Relational lookup fail

I have 2 DB’s related to each other by first and last names. The relationship has worked perfectly for years: when I type a name into the subsidiary DB that occurs in the main DB, the subsidiary DB record is populated by the information from the main DB. Nothing fancy at all.

Today I typed a name into a new record in the subsidiary DB and it created a new record in the main DB, ignoring the record already existing there. This has never happened before with this particular name, though I have gone through this process with this record at least 10 times since moving to PanX. I have checked for unexpected spaces in the name; I have successfully searched the name in the main DB; I have pulled the fields in that record into a formula workshop successfully (First+" "+Last returns that person’s name just fine when the record is up). I even brought the offending record up in the main DB and successfully searched the information in the formula workshop of the subsidiary DB with the main DB chosen in the workshop DB dropdown menu.
I entered 3 other names into the subsidiary DB today and the related information was brought over from the main DB just fine. Only with this one record is there a problem, and as far as I know nothing in that record in the main DB has been changed since I last performed this operation with it last January.
Can anyone suggest something I might have missed?
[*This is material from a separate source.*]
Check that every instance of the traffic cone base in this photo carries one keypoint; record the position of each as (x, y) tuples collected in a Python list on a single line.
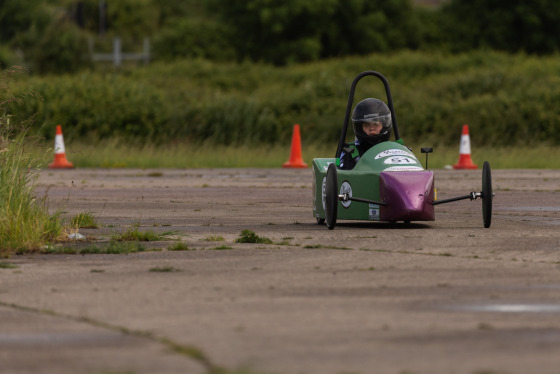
[(60, 160), (465, 161), (295, 161)]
You haven’t really told us anything about how your system works, so we’re not really going to be able to assist you. You must have some procedure that is being triggered, but without being able to know what is in the procedure, no one here can know what is the cause of this behavior.

Try comparing the first and last names in both records. Just see if «First Name» = «First Name» and «Last Name» = «Last Name» in both databases. Spaces are not the only invisible characters that could cause an inequality.

Using Gary Y’s Reveal Invisible Text utility (which I was finally able to download), I discovered a random Tab character in one of the DB’s. Thanks, Gary!